Updated CMS Review Processes

  • Section 1115 Demonstration Process Improvements. In a November 6 informational bulletin, CMS provided an update on Section 1115 demonstration process improvements designed to facilitate expedited approvals and strengthen monitoring and evaluation of Section 1115 demonstrations. While much of the bulletin describes longstanding practices (e.g., the use of standard templates, technical assistance, fast track approval of certain extensions, etc.), there are several new elements, including a commitment to develop parameters for expedited approval of waivers that are substantially similar to those approved in other states as well as a stated willingness to consider ten-year (rather than five-year) extensions of routine, successful, non-complex waivers. The informational bulletin also notes that, for demonstrations that meet certain criteria, states will be able to submit less frequent monitoring reports.
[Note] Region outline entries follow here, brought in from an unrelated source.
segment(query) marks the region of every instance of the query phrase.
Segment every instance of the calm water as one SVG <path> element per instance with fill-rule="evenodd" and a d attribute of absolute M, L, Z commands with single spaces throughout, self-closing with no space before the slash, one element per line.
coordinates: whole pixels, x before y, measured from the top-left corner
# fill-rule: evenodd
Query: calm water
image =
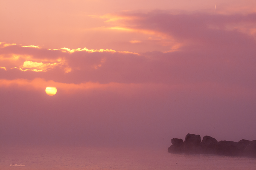
<path fill-rule="evenodd" d="M 2 146 L 0 149 L 1 170 L 256 170 L 256 159 L 174 154 L 167 148 Z"/>

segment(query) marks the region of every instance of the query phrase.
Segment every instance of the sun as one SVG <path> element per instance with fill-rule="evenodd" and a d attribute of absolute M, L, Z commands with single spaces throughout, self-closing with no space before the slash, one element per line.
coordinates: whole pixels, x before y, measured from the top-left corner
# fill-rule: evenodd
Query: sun
<path fill-rule="evenodd" d="M 57 88 L 54 87 L 47 87 L 45 89 L 45 92 L 49 96 L 53 96 L 57 93 Z"/>

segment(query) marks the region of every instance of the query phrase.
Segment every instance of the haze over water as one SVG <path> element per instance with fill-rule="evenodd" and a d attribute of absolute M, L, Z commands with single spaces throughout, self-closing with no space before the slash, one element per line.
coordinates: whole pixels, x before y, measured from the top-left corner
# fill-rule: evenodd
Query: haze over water
<path fill-rule="evenodd" d="M 92 155 L 84 166 L 96 169 L 227 162 L 167 149 L 188 133 L 256 139 L 256 10 L 250 0 L 0 0 L 0 169 L 75 169 Z M 226 169 L 254 164 L 230 159 Z"/>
  • State Plan Amendment and 1915 Waiver Process Improvements. Also on November 6, CMS issued a second informational bulletin describing the agency’s effort to improve collaboration with states by streamlining the review and approval of SPAs and 1915(b) and 1915(c) waivers. Reiterating the agency’s commitment to process SPAs and waivers as efficiently as possible, the informational bulletin outlines a number of short-term process improvements, several of which build on historic CMS practices (including making toolkits available to states and expanding the CMS web-based system for the submission, review and approval of SPAs). The informational bulletin was crafted based on input from Medicaid directors, and the agency indicates that it is continuing to convene a federal-state workgroup to develop additional approaches to streamline reviews.

1Kansas and Mississippi have released for public comment waiver applications that seek to impose work-related requirements as a condition of Medicaid coverage, but have not yet submitted these applications to CMS.